Un jeune noble espagnol qui part à la recherche de sa belle, emprisonnée (en compagnie de sa suivante anglaise) dans le sérail d’un sultan arabe protégé par un gardien turc : dans la Vienne de 1780 friande de turqueries, le mélange de nationalités paraissait naturel, et "L’Enlèvement au sérail" remporta un vif succès.

L’idée est bonne, dans une Anvers multiculturelle, d’en proposer aujour- d’hui une version où chaque personnage parle sa langue, ou à tout le moins celle de son personnage, pour les dialogues : si la chose avait déjà été faite pour le rôle parlé du Bassa Selim (ici, l’acteur israélo-palestinien Norman Issa, excellent tant comme comédien que comme interprète d’un chant oriental qui vient clore la représentation après les derniers accords de Mozart), l’idée est plus originale pour les chanteurs (qui gardent l’allemand de Mozart pour les airs et ensembles). On eût seulement aimé que lesdits dialogues, largement réécrits par le metteur en scène Eike Grams, soient également sous-titrés - fût-ce en néerlandais.

Aviel Cahn a donc ajouté aux habituelles conditions du casting - adéquation vocale et physique de l’emploi - celle de la langue parlée, et on découvre une élégante et excellente basse turque (Günes Gürle, un Osmin qui échappe pour une fois à la caricature), une jeune soprano américaine qui, si elle n’est pas vraiment britannique sait prendre l’accent anglais et a presque tous les moyens du rôle de Blondchen) et un baryton espagnol plein d’humour (Eduardo Santamaria, très bon Pedrillo). Les deux têtes d’affiche ne sont pas, loin s’en faut, des inconnus. La soprano costaricaine Iride Martinez, qui chanta Constance au Festival de Salzbourg, livre une prestation qui va crescendo, passant d’un début difficile et heurté à des moments riches en nuances. Le plus remarquable toutefois (qui est aussi le seul à ne pas parler dans sa langue maternelle, mais son espagnol semble aussi aisé que son allemand) est Maxim Mironov : le ténor russe que l’on connaissait jusqu’ici surtout pour ses rôles de belcanto signe d’éblouissants débuts en Belmonte, avec un chant délicieusement suave mais toujours expressif.
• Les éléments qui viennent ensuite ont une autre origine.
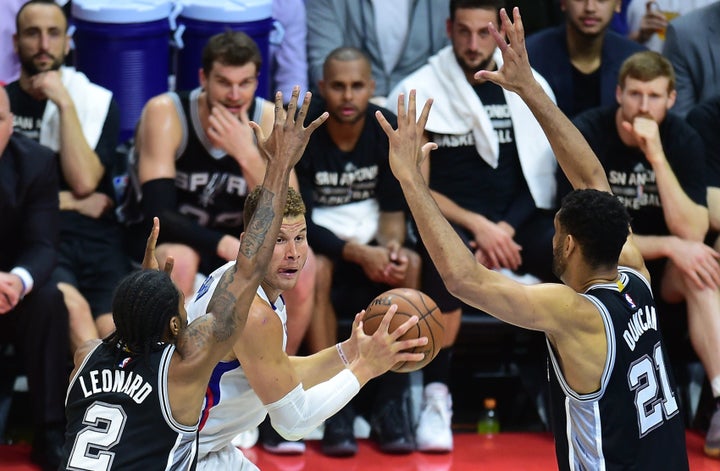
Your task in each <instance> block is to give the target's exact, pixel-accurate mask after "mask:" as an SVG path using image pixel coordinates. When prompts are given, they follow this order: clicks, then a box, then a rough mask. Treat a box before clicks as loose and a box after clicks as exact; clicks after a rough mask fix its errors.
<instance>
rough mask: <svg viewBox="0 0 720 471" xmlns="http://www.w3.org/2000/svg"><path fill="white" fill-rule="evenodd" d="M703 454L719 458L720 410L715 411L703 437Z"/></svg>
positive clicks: (719, 442) (711, 456)
mask: <svg viewBox="0 0 720 471" xmlns="http://www.w3.org/2000/svg"><path fill="white" fill-rule="evenodd" d="M705 454H706V455H707V456H711V457H713V458H720V408H717V409H715V412H713V416H712V418H711V419H710V425H709V426H708V431H707V434H706V435H705Z"/></svg>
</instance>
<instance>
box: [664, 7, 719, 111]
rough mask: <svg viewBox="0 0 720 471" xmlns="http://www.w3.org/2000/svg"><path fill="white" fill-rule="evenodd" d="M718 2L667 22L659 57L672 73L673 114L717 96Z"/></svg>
mask: <svg viewBox="0 0 720 471" xmlns="http://www.w3.org/2000/svg"><path fill="white" fill-rule="evenodd" d="M718 41H720V2H714V3H712V4H710V5H708V6H706V7H703V8H698V9H697V10H694V11H691V12H690V13H687V14H685V15H682V16H680V17H679V18H677V19H675V20H673V21H672V22H670V24H669V25H668V28H667V33H666V34H665V45H664V46H663V55H664V56H665V57H667V58H668V59H670V62H672V65H673V67H674V69H675V77H676V81H677V82H676V89H677V100H675V106H674V107H673V112H674V113H678V114H680V115H682V116H685V115H686V114H687V113H688V112H689V111H690V109H691V108H692V107H693V106H694V105H696V104H698V103H700V102H701V101H703V100H706V99H708V98H710V97H712V96H713V95H717V94H718V93H720V66H719V65H718V64H720V48H718V47H717V44H718Z"/></svg>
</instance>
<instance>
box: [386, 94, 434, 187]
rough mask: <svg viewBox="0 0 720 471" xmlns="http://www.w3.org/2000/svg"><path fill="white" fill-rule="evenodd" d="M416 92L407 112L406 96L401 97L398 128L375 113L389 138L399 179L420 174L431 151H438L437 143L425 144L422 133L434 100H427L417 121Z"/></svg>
mask: <svg viewBox="0 0 720 471" xmlns="http://www.w3.org/2000/svg"><path fill="white" fill-rule="evenodd" d="M415 100H416V98H415V90H410V98H409V100H408V106H407V111H406V110H405V95H404V94H402V93H401V94H400V95H399V96H398V107H397V110H398V114H397V118H398V128H397V129H393V128H392V125H391V124H390V123H389V122H388V121H387V119H385V116H383V114H382V113H381V112H380V111H376V112H375V118H376V119H377V120H378V123H380V126H381V127H382V128H383V130H384V131H385V134H387V136H388V141H389V143H390V156H389V159H390V168H391V169H392V172H393V174H394V175H395V177H396V178H397V179H398V180H402V179H403V178H405V177H409V176H411V175H412V174H413V173H418V174H419V172H420V164H421V163H422V162H423V160H425V158H426V157H427V155H428V154H429V153H430V151H431V150H433V149H435V148H437V145H436V144H434V143H426V144H425V145H423V133H424V132H425V125H426V124H427V119H428V116H429V114H430V108H431V107H432V98H430V99H428V100H427V101H426V102H425V106H423V109H422V111H421V112H420V117H419V118H418V119H417V121H416V114H417V110H416V104H415Z"/></svg>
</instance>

Dans la fosse, Umberto Benedetti-Michelangeli montre ses affinités avec le répertoire classique et mène l’orchestre maison (sur instruments modernes, mais renforcé d’un clavecin qui ne se limite pas au continuo) dans un chemin qui doit beaucoup à l’apport des baroqueux. Quant à la mise en scène, elle existe essentiellement par son parti pris de Babélisme et par la direction d’acteurs. L’histoire est, une fois de plus, transposée à l’époque contemporaine, avec force battle-dress (keffiehs et uniformes israéliens se mêlent d’ailleurs dans les rangs des mercenaires de Selim), l’inévitable jeep et quelques jerrycans de plastique : l’action se passe ici dans une oasis au milieu du désert. Sentiment de déjà-vu, plus cliché que novateur et sans doute inutile, sauf peut-être dans ces variations autour du voile islamique que tant Selim qu’Osmin veulent imposer aux deux femmes.

Anvers, Vlaamse Opera, jusqu’au 7 novembre; Gand, Vlaamse Opera, du 14 au 23 novembre. Retransmission sur Klara le samedi 13 novembre à 20h.